Mr. Groff claimed the legal right to avoid required Sunday shifts during peak season at the post office where he worked. Facing disciplinary action for failing to show up for his assigned shifts, he resigned and sued. Lower courts ruled against him, and the Philadelphia-based US Court of Appeals for the Third Circuit expressed no doubt that the disruption and loss of morale caused by Mr. Groff’s absences in the small rural post office where he worked exceeded the de minimis threshold that 1977 Supreme Court precedent requires an employer to show. …
When the court will no doubt rule in his favor later in this period, the decision will not represent a vindication of minority rights. Instead, it will mean the court’s complete identification with the movement in the country’s politics to elevate religion above all other elements of civil society.

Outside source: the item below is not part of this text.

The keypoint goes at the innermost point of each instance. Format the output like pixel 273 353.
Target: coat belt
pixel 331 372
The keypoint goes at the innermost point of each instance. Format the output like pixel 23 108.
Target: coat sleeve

Whether today’s Supreme Court is helping to lead that movement or has been captured by it is now beside the point. Religion is the lens through which most today view American society; as I have written, there is no other way to understand the annulment of Roe v. Wade. The end point of this project is not yet in sight. Those of us not on board are left to watch, try to understand, and call court with every additional step he takes.
Forward opinion article: A new Supreme Court case could make Shabbat observance easierby Michael Helfand (pepper & Yale):
The Supreme Court announced earlier this month that it will hear another blockbuster case between church and state, Groff vs. DeJoy. At the center of the case is a puzzle that has plagued federal law for nearly half a century: How far must employers go in providing religious accommodations?
Until now, the court’s interpretation has made little demands on employers. Unsurprisingly, this position has long vexed American Jews, among other religious minorities, who often find themselves seeking workplace accommodations for religious practices such as Shabbat observance. In taking up the case, the Supreme Court has signaled its willingness to review its widely criticized interpretation of existing protections, providing optimism for religious employees hoping to navigate the competing demands of faith and work. …
Among the problems with this prevailing standard is that those most exposed by the court’s stingy interpretation of Title VII have been religious minorities, whose practices often do not keep pace with prevailing workplace rhythms. according to one brief filed with the Supreme Court in 2020, nearly half of Title VII accommodation appeals are filed by religious minorities, even though those minorities only make up 15% of the population. …
Critics more recently have wondered which standard should replace the existing standard. Sure, we should demand more from employers, but how much more? some have worried that a rule granting employees an unlimited right to religious accommodations would spawn its own parade of horrible things, like a police officer’s refusal to protect an abortion clinic or a social worker’s demand to use Bible readings instead mental health counseling, to heal prison inmates.
But, in other contexts, the law has already found a fairly successful middle ground. Regarding the adaptations required in accordance with the Americans with Disabilities ActFor example, undue hardship is interpreted as “significant hardship or expense.” As a result, employers cannot meet their obligation simply by asserting that a requested accommodation imposes a “de minimis” burden; instead, they should go further in finding accommodation for people with disabilities, unless doing so would actually create significant costs or hardship. This standard has proven to be workable when it comes to accommodations under the ADA, providing good reason to think that it might work in the context of religious accommodations in the workplace as well.
Time will tell which path the court ultimately chooses. For now, the court’s decision to hear Groff vs. DeJoy it offers hope of remedying a long-standing evil and giving people of faith in the workplace broader protections. With the right balance, these types of accommodations will provide a middle ground, ensuring that the cost of entering the workforce is not the discounting of one’s faith commitments.